Зина без всякого удовольствия вспомнила свою вчерашнюю встречу со свирепым гусаком.

– Я уж давно хотела его на суп перевести, – продолжала Пелагея Романовна. Она собрала пальцем растекшийся по краям чашки мед, облизнула палец и закрыла мед крышкой. – Да вот руки у меня не доходят.. Вчера пошла было, а поймать его, окаянного, нe могла. Скорости у меня уж нету – бегать не могу, сердце заходится. А тебе словить его простого проще. Возьми вон мешок, накинь ему на голову - и конец.

Когда Зина с мешком в руках отправилась на поиски гусака, она походила на неопытного, начинающего тореадора, который первый раз выходит на арену против дикого быка. Гусак отбивался отчаянно. Защищаясь, он часто переходил в нападение, и тогда от щипков железного клюва спасали только толстые лыжные брюки и сапоги. Борьба продолжалась долго, наконец гусак больно ударил ее крылом по лицу, она разозлилась, и, изловчившись, набросила на него мешок.

Взлохмаченная, но торжествующая, Зина принесла барахтающуюся птицу Пелагее Романовне.

– На-ка вот топор, – сказала та, – рубай ему голову.

Зина замахала руками.

– Что вы! Я не смогу.

– А чего? Али брезгуешь?

– Да просто страшно как-то.

– Чего страшно-то?

– Ну как же, он живой... и вдруг голову рубить? Нет, нет!

– Вот я и говорю, что брезгуешь, – заключила Пелагея Романовна. – Ну, а если нужно? – полюбопытствовала она. – Голодом сидишь, есть нечего? Тогда как?

– Все равно не смогла бы.

– Ну, это ты, моя милая, врешь. Подержи-ка тебя денька три не емши, так ты этому гусаку не токмо топором – зубами бы шею перервала.

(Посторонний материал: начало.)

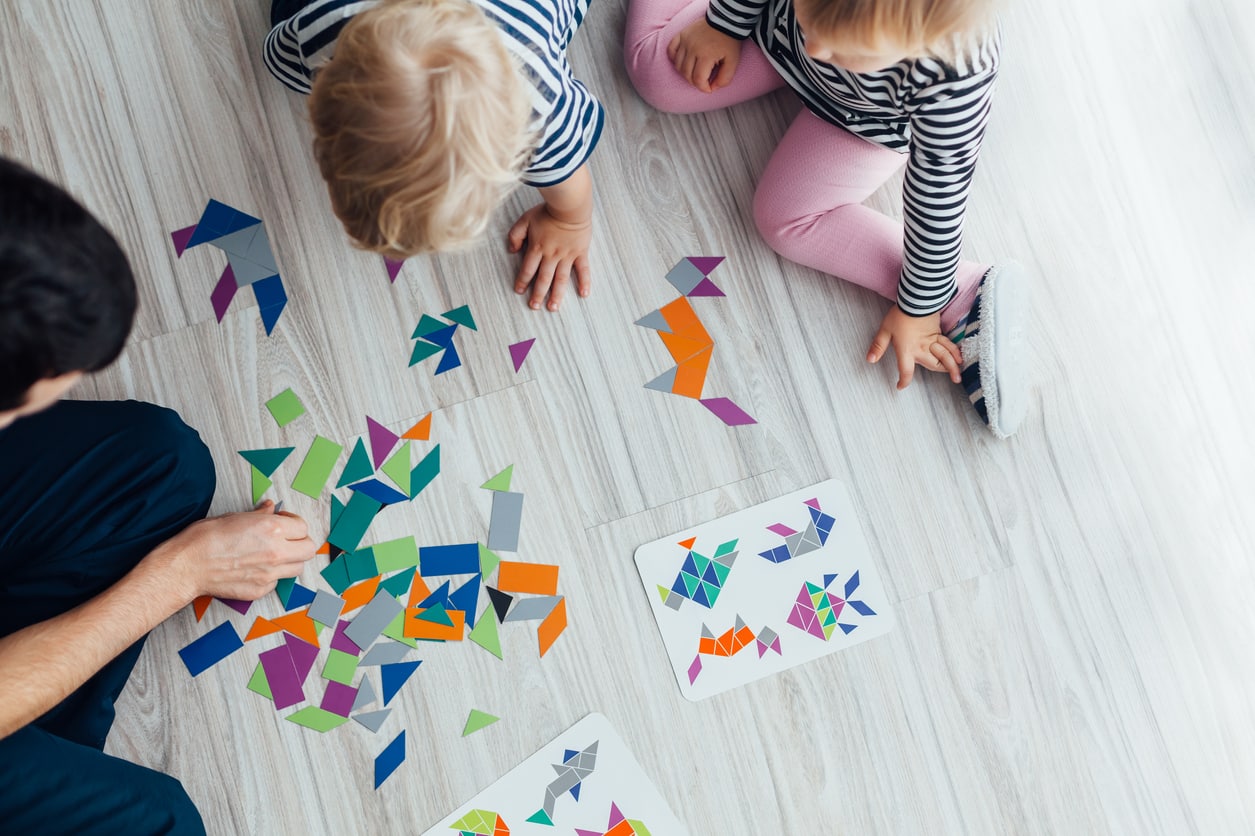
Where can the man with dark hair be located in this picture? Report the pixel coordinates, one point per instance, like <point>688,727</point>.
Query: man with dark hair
<point>102,527</point>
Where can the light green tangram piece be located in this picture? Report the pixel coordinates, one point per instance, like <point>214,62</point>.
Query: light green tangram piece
<point>477,822</point>
<point>477,721</point>
<point>397,468</point>
<point>501,481</point>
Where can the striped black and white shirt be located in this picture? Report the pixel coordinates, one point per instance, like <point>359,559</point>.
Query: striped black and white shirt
<point>933,111</point>
<point>565,116</point>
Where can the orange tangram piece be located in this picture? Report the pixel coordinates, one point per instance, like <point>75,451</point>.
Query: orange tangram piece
<point>360,594</point>
<point>261,627</point>
<point>540,579</point>
<point>299,624</point>
<point>551,628</point>
<point>418,590</point>
<point>417,628</point>
<point>422,431</point>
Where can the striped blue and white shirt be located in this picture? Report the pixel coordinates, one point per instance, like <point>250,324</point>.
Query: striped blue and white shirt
<point>933,111</point>
<point>565,116</point>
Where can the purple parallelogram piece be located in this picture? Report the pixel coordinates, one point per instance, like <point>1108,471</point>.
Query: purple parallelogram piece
<point>728,412</point>
<point>224,293</point>
<point>339,698</point>
<point>285,687</point>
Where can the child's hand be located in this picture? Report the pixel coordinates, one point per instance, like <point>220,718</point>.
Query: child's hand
<point>915,339</point>
<point>554,250</point>
<point>700,52</point>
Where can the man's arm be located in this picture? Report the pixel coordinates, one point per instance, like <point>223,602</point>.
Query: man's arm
<point>239,555</point>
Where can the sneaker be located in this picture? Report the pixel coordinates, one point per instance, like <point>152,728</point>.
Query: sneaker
<point>994,349</point>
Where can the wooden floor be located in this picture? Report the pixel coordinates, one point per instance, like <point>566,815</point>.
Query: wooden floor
<point>1074,640</point>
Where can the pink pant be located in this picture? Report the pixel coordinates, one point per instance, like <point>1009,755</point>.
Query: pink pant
<point>808,200</point>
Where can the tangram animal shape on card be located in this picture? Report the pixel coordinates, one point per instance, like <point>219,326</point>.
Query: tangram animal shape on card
<point>250,260</point>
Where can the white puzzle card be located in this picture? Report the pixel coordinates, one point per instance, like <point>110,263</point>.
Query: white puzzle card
<point>585,782</point>
<point>764,589</point>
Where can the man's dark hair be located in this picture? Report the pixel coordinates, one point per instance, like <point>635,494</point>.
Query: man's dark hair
<point>67,294</point>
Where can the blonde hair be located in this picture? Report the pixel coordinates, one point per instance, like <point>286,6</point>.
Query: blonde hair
<point>945,28</point>
<point>421,126</point>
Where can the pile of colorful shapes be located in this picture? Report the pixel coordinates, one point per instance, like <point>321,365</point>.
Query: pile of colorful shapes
<point>250,260</point>
<point>801,542</point>
<point>688,340</point>
<point>436,337</point>
<point>700,579</point>
<point>817,610</point>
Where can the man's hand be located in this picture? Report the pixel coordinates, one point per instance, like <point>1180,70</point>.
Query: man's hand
<point>705,57</point>
<point>554,250</point>
<point>236,555</point>
<point>915,339</point>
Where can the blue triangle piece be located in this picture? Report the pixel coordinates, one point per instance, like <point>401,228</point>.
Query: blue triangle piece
<point>442,337</point>
<point>395,675</point>
<point>448,360</point>
<point>299,596</point>
<point>467,599</point>
<point>438,596</point>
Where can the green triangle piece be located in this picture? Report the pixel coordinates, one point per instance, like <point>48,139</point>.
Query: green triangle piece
<point>398,584</point>
<point>423,350</point>
<point>266,461</point>
<point>260,485</point>
<point>488,561</point>
<point>259,684</point>
<point>358,467</point>
<point>485,634</point>
<point>436,615</point>
<point>540,817</point>
<point>397,468</point>
<point>462,316</point>
<point>395,630</point>
<point>478,719</point>
<point>501,481</point>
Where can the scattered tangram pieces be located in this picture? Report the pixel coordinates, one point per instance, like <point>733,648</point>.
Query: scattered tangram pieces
<point>532,609</point>
<point>269,460</point>
<point>390,758</point>
<point>382,441</point>
<point>211,648</point>
<point>318,466</point>
<point>316,718</point>
<point>393,269</point>
<point>518,353</point>
<point>501,601</point>
<point>285,684</point>
<point>364,629</point>
<point>395,675</point>
<point>384,653</point>
<point>422,431</point>
<point>728,412</point>
<point>373,719</point>
<point>358,467</point>
<point>325,608</point>
<point>551,628</point>
<point>338,698</point>
<point>485,634</point>
<point>537,579</point>
<point>261,628</point>
<point>507,514</point>
<point>477,721</point>
<point>257,683</point>
<point>501,481</point>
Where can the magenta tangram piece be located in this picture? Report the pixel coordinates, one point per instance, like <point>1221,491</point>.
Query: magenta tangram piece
<point>518,353</point>
<point>728,412</point>
<point>224,293</point>
<point>382,441</point>
<point>393,267</point>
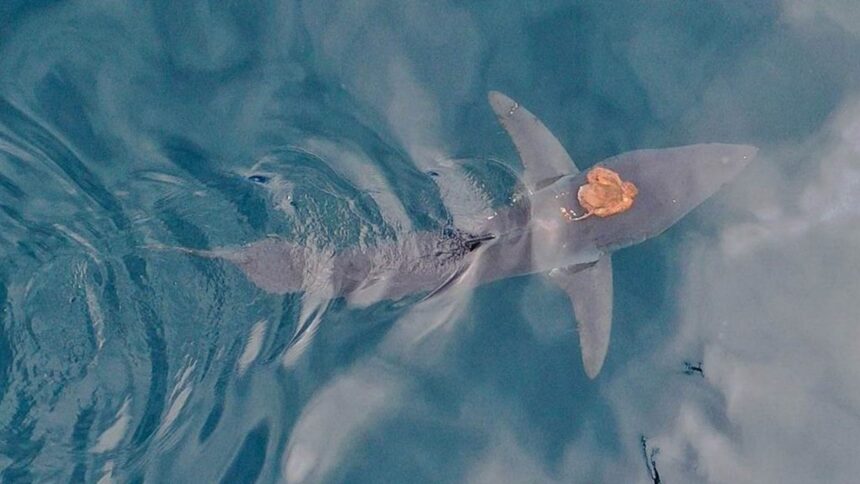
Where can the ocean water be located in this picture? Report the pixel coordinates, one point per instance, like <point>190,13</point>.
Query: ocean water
<point>127,127</point>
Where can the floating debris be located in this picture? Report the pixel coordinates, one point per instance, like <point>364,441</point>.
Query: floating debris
<point>692,369</point>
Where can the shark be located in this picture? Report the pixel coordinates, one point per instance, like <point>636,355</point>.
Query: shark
<point>550,236</point>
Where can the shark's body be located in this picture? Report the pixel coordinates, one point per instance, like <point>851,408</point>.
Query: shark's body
<point>540,238</point>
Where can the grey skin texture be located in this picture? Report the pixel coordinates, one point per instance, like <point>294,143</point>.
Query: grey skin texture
<point>541,238</point>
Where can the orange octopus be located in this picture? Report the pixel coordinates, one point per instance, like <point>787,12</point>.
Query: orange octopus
<point>605,194</point>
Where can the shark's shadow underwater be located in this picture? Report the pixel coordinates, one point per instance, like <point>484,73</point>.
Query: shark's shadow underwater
<point>552,236</point>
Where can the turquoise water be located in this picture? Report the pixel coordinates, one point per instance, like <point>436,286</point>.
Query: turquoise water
<point>127,126</point>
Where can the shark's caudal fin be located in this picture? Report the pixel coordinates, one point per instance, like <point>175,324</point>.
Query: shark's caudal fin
<point>590,293</point>
<point>590,290</point>
<point>544,158</point>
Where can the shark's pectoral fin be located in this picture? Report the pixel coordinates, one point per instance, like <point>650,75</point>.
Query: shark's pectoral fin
<point>544,158</point>
<point>590,292</point>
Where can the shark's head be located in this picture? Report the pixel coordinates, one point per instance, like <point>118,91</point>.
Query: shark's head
<point>670,182</point>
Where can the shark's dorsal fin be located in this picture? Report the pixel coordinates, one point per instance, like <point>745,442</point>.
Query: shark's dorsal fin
<point>544,158</point>
<point>590,293</point>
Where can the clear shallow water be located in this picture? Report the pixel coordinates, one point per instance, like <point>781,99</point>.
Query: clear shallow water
<point>195,125</point>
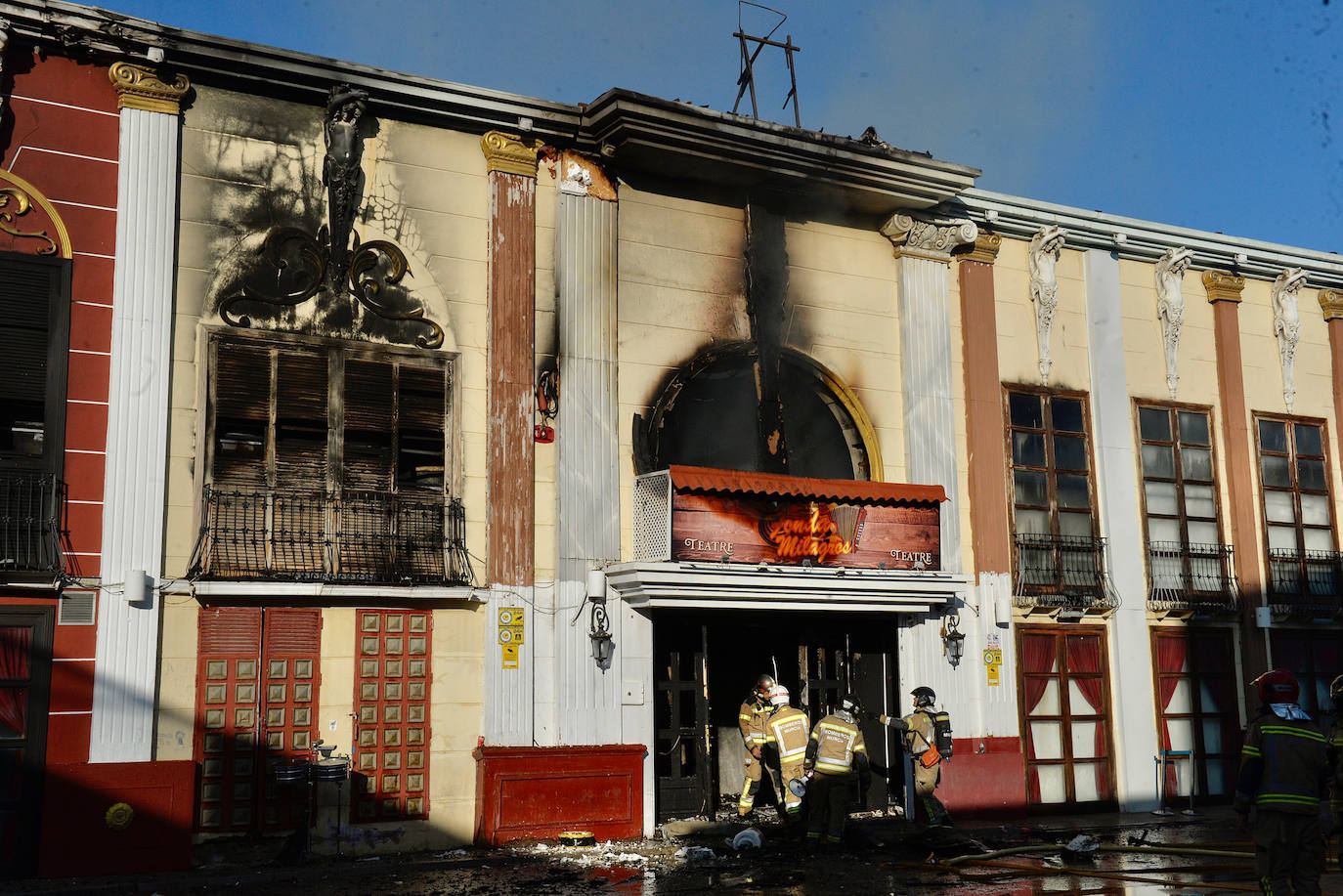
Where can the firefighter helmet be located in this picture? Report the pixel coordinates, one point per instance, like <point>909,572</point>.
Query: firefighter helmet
<point>1278,685</point>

Пелагея Романовна забрала мешок с гусаком и потащила его к колоде, на которой рубили дрова.

Чтобы не глядеть, Зина спряталась в доме. Она услышала глухой удар топора, последнее хлопанье крыльев и невольно поморщилась.

Но за обедом, когда Пелагея Романовна подала на стол этого же гуся, зажаренного, с гарниром из моченой брусники, Зина забыла все свои переживания и ела с аппетитом. После гуся была свежая клубника, которую Зина сама набрала в лесу. Для этого не пришлось ходить далеко, ягода росла во множестве прямо на опушке у ельника. Ее съели с молоком, и Зина заявила, что уже не помнит, когда пробовала что-либо вкуснее.

Первый день прошел быстро и незаметно. Вечером к ужину дядя Дима принес бутылку портвейна. Зина много шутила, смеялась по каждому поводу, чувствовала себя легко и беззаботно.

Приключения начались со следующего дня.